I have on my food wish list this holiday season to try Risalamande – a chilled, refreshing dessert made with rice, cream, and finely chopped almonds. There’s a single whole almond hidden in the dessert. So, when risalamande is served, it’s served to all participants at the same time. Whoever is served the whole almond is the winner! The trick is, however, to hide that you have the almond. It becomes like a game of chicken. The winner usually gets a prize, but since we’re a small family of two, the winner will probably just be dubbed lucky for the night.

Aebleskiver

Round pancakes in a Christmas bowl
Photo credit: Ate Kris

This is a traditional treat that’s sort of like round pancakes. It requires a special pan and my sister makes these often with her son (it’s such a cute tradition!). Since I don’t have the pan, I’ll have to wait to try these until we’re back in Maryland. If you’d like to give them a try, here’s a recipe from Wiking’s The Little Book of Hygge:

Serves 4 – 6
Cooking time 45 minutes (including 30 minutes rest for the dough)

Ingredients

  • 3 eggs
  • Scant 2 cups buttermilk
  • 2 cups flour
  • 1 tablespoon sugar
  • ¼ teaspoon salt
  • ½ teaspoon baking soda
  • 3 tablespoons melted butter
  • Confectioners sugar, to serve
  • Jam, to serve

Directions

  1. Mix egg yolks, buttermilk, flour, sugar salt, and baking soda together well. Cover the mixture and let it rest for thirty minutes.
  2. Once the mixture has risen, whip the egg whites until stiff and fold gently into the mixture.
  3. Heat the aebleskiver pan and put a littler butter in each hole. Pour some of the mixture into each hole, filling them three-quarters full and cook over a medium heat. Turn the aibleskiver frequently, so they are cooked evenly. This usually takes five to six minutes. Make the first turn when they have formed a brown crust at the bottom but the dough on top is still runny, using a knitting needle or skewer.
  4. Serve them hot with confectioners sugar and your favorite jam.

Eggnog (And other aperitifs)

A big part of a hyggelig Christmas is being with your loved ones. And this holiday season, my husband and I will spend a date night each week trying a new holiday drink while watching Christmas movies. We’ll soon be giving eggnog a try. I think cinnamon on top will be good, don’t you think?
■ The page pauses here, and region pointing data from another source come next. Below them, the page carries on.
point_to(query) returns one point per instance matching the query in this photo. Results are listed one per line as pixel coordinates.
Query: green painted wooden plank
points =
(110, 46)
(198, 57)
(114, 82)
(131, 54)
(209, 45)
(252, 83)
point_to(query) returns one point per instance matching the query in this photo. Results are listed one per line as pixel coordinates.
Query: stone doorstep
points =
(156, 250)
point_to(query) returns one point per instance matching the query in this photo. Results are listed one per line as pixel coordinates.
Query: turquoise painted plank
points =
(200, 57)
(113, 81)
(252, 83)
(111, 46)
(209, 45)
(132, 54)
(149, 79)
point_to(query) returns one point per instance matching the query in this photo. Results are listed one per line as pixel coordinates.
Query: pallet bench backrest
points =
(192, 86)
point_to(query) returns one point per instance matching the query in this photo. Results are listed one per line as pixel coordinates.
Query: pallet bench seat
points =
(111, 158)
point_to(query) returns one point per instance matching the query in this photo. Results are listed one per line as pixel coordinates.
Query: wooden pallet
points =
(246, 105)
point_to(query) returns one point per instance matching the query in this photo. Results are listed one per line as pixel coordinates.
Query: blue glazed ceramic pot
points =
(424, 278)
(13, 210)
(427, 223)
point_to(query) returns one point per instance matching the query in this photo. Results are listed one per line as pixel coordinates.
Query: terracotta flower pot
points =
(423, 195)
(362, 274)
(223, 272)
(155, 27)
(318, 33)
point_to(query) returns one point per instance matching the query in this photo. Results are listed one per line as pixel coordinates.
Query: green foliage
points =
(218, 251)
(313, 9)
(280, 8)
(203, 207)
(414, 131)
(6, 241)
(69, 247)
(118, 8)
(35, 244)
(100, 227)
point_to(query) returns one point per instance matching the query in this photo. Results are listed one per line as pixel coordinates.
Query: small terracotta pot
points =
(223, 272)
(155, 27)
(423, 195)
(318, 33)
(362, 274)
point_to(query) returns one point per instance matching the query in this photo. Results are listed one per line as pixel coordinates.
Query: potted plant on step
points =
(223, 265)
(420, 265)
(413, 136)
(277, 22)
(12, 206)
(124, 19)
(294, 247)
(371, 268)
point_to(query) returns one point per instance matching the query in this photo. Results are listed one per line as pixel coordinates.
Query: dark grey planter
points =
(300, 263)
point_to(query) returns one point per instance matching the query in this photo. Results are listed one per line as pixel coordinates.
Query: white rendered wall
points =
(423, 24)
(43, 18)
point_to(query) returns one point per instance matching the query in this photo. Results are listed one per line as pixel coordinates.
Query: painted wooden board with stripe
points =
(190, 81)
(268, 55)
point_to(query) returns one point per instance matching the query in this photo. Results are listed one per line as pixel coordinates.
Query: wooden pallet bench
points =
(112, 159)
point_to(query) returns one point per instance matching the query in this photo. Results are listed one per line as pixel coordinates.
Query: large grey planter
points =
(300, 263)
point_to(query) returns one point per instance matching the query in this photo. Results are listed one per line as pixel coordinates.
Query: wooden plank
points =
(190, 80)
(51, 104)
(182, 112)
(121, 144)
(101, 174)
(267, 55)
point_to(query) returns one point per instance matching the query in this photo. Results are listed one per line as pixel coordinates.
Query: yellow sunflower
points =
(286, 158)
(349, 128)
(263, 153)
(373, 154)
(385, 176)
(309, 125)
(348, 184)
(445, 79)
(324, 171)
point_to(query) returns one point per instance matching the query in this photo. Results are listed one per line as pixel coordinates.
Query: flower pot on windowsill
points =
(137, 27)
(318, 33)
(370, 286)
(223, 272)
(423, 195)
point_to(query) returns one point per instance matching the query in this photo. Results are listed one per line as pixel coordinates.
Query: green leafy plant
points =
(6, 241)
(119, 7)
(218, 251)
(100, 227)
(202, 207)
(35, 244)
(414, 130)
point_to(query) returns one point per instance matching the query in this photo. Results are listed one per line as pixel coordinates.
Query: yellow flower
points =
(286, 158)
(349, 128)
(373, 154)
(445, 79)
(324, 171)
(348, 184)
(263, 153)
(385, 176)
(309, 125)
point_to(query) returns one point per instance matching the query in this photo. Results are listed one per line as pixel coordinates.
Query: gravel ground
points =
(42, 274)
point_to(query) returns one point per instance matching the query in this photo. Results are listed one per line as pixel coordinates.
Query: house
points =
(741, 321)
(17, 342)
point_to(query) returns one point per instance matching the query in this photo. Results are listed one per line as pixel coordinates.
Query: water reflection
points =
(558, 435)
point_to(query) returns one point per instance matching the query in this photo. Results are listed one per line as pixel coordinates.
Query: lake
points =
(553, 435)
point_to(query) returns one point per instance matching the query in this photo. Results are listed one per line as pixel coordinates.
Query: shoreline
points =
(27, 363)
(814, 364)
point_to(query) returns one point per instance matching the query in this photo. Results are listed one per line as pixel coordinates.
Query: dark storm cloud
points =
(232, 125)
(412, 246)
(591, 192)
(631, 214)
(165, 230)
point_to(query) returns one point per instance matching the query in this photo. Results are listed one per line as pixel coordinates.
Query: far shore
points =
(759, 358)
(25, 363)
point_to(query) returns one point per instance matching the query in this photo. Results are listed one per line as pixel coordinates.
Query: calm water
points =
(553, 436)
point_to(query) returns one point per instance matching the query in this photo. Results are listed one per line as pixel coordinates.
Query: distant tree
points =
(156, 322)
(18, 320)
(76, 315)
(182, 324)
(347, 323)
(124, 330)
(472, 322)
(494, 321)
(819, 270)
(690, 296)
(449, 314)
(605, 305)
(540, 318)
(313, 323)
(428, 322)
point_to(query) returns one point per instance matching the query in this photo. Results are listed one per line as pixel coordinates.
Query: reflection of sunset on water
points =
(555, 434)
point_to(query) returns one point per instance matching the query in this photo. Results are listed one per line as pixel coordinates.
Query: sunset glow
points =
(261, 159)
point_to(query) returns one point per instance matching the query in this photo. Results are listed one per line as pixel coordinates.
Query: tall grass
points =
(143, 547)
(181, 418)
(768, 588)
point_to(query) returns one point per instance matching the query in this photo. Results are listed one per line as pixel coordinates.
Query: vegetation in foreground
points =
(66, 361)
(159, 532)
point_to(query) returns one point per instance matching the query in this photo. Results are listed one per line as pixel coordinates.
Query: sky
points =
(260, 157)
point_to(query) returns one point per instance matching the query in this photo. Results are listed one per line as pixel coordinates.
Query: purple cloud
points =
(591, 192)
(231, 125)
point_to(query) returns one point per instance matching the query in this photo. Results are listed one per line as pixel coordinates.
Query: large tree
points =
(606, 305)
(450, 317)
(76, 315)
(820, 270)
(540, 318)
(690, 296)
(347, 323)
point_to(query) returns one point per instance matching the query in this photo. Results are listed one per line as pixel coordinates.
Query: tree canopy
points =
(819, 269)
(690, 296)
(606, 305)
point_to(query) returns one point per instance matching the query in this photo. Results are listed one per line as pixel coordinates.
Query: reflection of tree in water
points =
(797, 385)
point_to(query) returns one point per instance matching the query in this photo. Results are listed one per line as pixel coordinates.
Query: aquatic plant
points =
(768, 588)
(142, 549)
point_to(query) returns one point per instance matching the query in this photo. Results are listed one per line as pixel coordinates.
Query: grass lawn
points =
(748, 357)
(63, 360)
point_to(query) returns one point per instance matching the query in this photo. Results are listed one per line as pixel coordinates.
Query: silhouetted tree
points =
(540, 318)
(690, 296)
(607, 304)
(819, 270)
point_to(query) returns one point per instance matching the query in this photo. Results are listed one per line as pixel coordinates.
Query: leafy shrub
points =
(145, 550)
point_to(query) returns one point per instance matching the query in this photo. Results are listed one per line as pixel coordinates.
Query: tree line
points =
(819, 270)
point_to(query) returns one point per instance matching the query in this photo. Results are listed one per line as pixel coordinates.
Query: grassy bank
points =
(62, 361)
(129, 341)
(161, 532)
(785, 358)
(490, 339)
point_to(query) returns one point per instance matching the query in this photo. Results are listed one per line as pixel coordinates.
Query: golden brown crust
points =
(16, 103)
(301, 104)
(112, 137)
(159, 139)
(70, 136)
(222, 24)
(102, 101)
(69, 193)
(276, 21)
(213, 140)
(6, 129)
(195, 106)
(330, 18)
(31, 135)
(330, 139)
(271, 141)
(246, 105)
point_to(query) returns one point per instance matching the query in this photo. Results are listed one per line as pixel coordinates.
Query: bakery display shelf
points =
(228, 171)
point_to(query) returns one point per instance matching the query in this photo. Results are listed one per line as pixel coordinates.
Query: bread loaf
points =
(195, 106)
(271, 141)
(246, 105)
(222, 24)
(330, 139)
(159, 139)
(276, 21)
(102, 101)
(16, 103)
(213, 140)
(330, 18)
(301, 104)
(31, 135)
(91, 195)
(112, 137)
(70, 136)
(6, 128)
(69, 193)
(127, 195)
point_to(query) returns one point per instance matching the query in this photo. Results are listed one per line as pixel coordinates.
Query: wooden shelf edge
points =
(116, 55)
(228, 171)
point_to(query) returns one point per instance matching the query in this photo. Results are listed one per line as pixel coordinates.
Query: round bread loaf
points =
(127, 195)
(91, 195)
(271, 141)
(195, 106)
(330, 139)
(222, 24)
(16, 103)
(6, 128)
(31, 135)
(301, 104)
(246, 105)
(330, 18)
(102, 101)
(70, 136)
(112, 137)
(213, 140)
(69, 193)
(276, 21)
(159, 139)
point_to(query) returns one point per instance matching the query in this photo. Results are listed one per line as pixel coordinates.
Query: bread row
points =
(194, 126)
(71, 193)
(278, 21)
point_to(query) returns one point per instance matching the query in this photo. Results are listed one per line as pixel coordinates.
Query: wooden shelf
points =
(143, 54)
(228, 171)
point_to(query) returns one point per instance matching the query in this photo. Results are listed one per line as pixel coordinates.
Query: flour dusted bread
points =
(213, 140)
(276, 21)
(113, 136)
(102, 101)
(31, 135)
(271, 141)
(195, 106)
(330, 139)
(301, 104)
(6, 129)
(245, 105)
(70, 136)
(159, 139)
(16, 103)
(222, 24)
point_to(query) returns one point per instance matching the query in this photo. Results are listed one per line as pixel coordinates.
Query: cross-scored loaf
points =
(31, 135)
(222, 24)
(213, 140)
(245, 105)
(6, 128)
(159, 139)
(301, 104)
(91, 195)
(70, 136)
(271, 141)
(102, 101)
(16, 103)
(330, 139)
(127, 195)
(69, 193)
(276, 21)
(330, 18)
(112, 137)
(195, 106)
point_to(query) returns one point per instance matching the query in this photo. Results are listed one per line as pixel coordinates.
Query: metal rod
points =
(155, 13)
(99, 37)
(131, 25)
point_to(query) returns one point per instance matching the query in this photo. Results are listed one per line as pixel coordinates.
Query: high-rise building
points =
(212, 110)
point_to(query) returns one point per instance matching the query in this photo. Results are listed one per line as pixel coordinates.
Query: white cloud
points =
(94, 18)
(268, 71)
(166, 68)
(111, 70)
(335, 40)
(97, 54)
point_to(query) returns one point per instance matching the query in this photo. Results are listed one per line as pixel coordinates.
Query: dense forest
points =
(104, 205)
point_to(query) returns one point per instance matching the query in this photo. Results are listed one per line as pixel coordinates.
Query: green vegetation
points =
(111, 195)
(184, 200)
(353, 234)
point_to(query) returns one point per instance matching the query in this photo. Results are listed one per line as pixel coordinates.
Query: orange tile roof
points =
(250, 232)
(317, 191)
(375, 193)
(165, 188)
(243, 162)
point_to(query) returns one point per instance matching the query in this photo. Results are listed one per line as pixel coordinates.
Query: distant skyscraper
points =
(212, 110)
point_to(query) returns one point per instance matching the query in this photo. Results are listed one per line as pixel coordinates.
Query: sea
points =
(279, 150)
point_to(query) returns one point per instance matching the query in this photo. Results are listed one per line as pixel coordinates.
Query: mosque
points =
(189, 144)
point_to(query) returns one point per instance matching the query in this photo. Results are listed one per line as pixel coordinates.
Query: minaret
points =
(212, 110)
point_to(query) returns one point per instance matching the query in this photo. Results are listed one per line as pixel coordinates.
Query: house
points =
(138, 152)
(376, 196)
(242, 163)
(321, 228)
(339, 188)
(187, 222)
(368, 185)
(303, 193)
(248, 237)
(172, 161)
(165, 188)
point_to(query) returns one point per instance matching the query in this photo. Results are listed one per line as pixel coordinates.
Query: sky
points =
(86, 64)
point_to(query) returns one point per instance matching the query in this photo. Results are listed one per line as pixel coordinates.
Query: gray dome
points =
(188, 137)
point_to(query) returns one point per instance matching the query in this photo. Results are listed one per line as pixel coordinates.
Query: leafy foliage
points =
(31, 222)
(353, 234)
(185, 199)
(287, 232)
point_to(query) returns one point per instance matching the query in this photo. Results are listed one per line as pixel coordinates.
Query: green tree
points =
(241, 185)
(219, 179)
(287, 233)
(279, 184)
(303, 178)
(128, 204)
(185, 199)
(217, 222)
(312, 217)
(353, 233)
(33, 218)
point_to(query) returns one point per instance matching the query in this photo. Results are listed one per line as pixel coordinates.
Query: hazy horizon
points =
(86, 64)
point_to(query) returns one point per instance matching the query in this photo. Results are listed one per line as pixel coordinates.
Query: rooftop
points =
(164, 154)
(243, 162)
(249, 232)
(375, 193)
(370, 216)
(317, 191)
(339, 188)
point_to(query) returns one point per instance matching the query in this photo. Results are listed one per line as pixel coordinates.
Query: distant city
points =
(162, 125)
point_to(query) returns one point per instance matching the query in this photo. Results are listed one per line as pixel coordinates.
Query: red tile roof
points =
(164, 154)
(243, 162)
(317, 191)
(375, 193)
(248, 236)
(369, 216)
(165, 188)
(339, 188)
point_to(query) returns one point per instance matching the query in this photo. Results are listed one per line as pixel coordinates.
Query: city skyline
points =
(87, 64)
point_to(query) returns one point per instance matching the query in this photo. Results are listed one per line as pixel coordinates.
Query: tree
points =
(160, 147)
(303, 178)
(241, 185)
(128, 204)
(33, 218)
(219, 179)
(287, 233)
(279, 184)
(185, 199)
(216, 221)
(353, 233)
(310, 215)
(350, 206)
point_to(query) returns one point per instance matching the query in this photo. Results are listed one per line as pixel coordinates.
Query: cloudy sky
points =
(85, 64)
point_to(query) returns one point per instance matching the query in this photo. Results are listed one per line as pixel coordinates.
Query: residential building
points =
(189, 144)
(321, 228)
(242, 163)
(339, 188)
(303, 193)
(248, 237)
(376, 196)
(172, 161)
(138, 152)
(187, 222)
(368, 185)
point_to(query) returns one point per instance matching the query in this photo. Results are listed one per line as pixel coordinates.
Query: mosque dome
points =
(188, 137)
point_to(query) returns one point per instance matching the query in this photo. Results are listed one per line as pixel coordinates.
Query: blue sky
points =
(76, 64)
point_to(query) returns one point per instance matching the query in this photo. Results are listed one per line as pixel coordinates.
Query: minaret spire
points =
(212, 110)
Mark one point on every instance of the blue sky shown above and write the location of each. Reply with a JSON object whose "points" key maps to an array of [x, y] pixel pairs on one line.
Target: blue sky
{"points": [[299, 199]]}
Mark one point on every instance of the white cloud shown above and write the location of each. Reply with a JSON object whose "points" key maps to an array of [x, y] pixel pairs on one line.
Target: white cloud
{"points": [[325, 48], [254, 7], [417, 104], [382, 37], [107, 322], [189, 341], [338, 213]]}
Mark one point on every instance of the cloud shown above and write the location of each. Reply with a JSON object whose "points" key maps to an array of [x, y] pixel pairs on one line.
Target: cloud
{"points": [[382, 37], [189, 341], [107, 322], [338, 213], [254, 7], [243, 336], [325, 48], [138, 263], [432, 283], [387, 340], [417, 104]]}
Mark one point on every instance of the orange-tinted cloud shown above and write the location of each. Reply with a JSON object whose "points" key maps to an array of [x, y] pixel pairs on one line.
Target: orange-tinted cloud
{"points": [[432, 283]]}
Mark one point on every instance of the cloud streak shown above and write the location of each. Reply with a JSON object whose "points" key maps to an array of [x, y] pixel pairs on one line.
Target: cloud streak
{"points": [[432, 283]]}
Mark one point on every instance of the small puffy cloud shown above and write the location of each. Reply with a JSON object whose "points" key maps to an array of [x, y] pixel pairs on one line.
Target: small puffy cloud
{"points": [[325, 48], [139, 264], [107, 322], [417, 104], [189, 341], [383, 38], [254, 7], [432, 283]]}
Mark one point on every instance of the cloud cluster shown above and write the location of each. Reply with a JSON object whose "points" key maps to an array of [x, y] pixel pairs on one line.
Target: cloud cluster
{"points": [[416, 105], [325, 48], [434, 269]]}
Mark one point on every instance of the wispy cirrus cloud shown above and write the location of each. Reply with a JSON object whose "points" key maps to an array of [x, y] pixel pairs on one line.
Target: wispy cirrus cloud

We’ll also be having throughout the season, warm, apple cider with brandy and a Danish favorite: mulled wine or “gløgg.” Yum!

Traditions

Little gnome doll sitting on a table

Nisse

Bought from the famous Christmas shop in Copenhagen, we brought home our very own “nisse” – a mischievous elf or gnome from Nordic folklore that’s associated with Christmas. A fun game is finding curious places for nisse around the apartment. No kids in our household, but I still get a giggle out of Jeremy when he spots this curious little guy in silly places. It reminds me of Elf on the Shelf, but I don’t think (and Danes can correct me if I’m wrong…) that Nisse is used to report back to Santa is kids have been good or not.

Celebrating “J-day”

J-Day or Drunk Day is the first Friday of November, where Danes get crazy drunk. HA! The “J” stands for “Juleøl” which is a seasonal beer from Carlsberg. The brewery drives around town and throws out free bottles of Juleøl (yeah, you read that correctly… free bottles of beer!). The event is meant to symbolize the kickoff to the holiday season. Since I haven’t been able to find this beer in St. Pete, Jeremy and I will enjoy the beginning of the holidays at Disney’s Christmas at Magic Kingdom and with a hearty day (of drinking) at Epcot while watching a celebrity (John Stamos!! Eee!) read during the Disney’s Candlelight Processional.

Happy hyggelig holiday season, everyone!